Path: utzoo!utgpu!watmath!att!occrsh!uokmax!apple!gem.mps.ohio-state.edu!samsung!cs.utexas.edu!uunet!munnari.oz.au!csc!bdm659
From: bdm659@csc.anu.oz
Newsgroups: comp.lang.c
Subject: Re: void main()  (second proof of non-portability)
Message-ID: <1018.25642ba8@csc.anu.oz>
Date: 17 Nov 89 16:02:48 GMT
References: <2387@stl.stc.co.uk> <744@lakart.UUCP> <0175@sheol.UUCP> <11592@smoke.BRL.MIL> <7733@cdis-1.uucp> <1015.2563d6e0@csc.anu.oz>
Organization: Computer Services, Australian National University
Lines: 30


 In article <7733@cdis-1.uucp>, tanner@cdis-1.uucp (Dr. T. Andrews) writes:
> [[The question is: why is it wrong to declare main() as void, instead of
> int, even though he program is terminated by calling exit() explicitely?]]
>
> I should like to hear details of a case where the code will not
> work.  It seems ridiculous to declare un-portable the results of a
> void-vs-int return linkage which is never made, and I should like
> to hear of an implementation where this actually fails.
>
> If no real-world example is available, I should be almost as
> satisfied with a conjectural example (clearly marked as conjecture).
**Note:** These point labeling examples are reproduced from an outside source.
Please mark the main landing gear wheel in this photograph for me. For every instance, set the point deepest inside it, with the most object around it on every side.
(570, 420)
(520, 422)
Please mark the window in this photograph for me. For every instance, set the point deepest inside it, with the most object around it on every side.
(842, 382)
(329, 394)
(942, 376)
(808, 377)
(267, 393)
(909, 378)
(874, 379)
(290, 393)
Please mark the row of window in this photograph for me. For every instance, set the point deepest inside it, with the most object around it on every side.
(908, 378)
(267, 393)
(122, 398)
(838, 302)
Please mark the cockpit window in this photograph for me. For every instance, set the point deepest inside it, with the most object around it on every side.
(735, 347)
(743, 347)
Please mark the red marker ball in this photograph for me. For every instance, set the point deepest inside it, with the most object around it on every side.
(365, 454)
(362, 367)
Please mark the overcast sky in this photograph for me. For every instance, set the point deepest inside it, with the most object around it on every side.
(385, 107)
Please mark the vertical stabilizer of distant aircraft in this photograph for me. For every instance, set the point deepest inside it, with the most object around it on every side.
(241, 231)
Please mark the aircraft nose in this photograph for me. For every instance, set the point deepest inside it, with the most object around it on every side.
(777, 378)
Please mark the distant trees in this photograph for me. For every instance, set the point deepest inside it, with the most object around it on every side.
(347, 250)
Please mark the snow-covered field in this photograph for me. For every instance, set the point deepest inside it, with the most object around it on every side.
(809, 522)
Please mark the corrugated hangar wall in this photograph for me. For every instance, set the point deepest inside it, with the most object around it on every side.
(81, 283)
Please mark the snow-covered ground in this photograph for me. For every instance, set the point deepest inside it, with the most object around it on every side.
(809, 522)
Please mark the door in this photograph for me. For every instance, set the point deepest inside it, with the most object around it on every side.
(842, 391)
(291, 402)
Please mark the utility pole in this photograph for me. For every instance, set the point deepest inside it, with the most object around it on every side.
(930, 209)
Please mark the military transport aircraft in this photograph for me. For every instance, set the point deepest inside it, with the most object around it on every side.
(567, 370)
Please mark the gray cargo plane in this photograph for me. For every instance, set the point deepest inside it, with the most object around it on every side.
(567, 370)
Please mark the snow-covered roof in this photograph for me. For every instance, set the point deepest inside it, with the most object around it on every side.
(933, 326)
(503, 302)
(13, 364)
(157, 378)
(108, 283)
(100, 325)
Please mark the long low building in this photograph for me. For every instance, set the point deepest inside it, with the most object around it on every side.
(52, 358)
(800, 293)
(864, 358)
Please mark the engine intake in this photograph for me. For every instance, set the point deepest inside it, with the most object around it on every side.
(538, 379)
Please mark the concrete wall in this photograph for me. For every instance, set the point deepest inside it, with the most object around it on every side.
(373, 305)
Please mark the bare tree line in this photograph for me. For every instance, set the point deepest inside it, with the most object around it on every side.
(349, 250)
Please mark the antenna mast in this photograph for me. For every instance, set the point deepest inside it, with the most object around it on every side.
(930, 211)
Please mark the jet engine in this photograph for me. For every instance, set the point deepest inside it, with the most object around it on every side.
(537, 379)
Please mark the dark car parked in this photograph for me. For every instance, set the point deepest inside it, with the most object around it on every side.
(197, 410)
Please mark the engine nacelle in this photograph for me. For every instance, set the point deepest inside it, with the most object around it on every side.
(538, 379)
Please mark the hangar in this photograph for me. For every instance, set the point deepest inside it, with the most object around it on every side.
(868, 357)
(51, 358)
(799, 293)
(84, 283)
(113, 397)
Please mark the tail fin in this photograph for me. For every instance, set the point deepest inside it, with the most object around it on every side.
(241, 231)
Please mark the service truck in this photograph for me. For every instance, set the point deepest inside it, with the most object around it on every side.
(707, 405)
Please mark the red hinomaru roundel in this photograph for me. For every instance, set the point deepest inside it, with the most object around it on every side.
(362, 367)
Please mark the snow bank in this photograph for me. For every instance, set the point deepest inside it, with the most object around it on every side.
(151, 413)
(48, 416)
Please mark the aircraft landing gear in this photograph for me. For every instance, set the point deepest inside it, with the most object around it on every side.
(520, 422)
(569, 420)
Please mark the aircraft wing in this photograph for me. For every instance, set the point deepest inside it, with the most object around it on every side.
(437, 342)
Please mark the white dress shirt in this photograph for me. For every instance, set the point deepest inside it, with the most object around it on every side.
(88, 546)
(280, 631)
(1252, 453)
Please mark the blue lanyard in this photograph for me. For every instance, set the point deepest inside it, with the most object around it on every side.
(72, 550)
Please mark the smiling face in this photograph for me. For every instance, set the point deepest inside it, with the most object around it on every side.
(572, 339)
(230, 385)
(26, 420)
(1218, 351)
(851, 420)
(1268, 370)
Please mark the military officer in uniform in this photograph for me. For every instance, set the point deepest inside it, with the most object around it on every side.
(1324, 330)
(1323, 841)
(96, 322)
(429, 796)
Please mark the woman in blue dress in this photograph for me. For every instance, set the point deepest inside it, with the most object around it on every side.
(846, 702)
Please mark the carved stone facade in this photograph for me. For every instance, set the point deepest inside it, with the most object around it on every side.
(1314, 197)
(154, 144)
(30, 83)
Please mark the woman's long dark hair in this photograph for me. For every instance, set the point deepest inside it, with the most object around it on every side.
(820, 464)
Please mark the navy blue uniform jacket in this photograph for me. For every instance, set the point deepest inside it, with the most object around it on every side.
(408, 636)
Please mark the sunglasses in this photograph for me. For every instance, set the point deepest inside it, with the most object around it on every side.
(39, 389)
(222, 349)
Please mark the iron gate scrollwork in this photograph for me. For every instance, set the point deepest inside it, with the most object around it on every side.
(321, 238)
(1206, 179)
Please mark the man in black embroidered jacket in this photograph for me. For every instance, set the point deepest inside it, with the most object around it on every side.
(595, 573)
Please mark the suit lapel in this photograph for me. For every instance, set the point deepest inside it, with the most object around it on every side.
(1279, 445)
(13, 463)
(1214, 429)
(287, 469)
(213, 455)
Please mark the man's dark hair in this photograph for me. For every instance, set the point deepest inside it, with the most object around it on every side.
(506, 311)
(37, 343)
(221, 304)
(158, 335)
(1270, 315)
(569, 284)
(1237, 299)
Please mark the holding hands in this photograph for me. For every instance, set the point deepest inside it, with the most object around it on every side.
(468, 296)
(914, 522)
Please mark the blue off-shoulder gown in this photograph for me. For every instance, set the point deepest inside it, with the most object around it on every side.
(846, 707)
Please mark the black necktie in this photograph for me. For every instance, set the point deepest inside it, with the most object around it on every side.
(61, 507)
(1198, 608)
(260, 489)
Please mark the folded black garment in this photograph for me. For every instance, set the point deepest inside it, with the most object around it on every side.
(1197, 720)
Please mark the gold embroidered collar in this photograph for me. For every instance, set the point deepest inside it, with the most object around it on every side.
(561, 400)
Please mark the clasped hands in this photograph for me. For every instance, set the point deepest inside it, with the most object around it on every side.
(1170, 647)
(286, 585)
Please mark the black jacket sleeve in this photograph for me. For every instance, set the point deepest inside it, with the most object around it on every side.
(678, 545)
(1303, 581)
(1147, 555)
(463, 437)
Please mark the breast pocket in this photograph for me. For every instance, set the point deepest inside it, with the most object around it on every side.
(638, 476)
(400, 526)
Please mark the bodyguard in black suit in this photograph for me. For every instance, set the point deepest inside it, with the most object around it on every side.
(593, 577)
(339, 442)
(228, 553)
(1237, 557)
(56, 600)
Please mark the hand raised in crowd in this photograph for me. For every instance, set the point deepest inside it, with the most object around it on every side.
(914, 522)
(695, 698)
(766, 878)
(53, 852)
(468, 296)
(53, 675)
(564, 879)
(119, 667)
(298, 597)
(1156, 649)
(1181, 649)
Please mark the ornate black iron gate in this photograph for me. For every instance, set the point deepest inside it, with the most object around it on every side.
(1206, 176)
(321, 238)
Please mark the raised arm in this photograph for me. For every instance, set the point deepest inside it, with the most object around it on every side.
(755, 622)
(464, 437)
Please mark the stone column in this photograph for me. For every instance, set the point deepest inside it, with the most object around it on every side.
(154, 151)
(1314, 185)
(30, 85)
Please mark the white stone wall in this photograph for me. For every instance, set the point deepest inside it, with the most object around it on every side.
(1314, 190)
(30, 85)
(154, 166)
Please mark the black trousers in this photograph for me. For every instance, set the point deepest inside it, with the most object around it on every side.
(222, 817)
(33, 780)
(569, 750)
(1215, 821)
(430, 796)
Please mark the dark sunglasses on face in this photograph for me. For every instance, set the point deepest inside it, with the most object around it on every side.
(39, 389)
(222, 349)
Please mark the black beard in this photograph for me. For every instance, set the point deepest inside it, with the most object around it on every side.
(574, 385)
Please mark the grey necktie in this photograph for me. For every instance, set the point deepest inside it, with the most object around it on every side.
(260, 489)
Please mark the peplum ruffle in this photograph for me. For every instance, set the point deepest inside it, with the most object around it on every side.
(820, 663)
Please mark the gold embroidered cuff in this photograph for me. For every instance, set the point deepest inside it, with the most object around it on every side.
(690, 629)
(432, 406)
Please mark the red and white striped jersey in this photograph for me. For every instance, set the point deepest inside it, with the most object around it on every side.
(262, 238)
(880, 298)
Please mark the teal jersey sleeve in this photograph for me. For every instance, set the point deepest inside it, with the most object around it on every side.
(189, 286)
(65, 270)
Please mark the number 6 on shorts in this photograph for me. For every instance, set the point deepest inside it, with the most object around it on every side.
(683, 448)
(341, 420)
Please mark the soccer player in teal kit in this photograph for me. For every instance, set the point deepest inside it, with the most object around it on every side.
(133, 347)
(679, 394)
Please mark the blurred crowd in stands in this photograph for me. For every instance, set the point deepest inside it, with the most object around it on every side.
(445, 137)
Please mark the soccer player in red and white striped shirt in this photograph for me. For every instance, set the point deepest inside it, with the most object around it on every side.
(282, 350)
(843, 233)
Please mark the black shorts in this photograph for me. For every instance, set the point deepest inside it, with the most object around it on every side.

I've thought of an even simpler hypothetical implementation for which
declaring main() as void fails to work.  This one may even exist (anyone?).

Suppose the implementation of calling a function goes like this:
* push the arguments onto the stack
* move the stack pointer some more to make some room for the function to
  return its value in
* branch to the function
The called function gets its arguments by indexing off the stack pointer.

Now, if the calling function has the wrong idea about what the type of the
function being called is, the called function will not find its arguments
correctly.  Thus, if you declare main() as void, you can't expect to be
able to use argv and argc.  It makes no difference whether you are leaving
main() by doing return() or exit().

Brendan McKay.  bdm@anucsd.oz.au  or  bdm659@csc1.anu.oz.au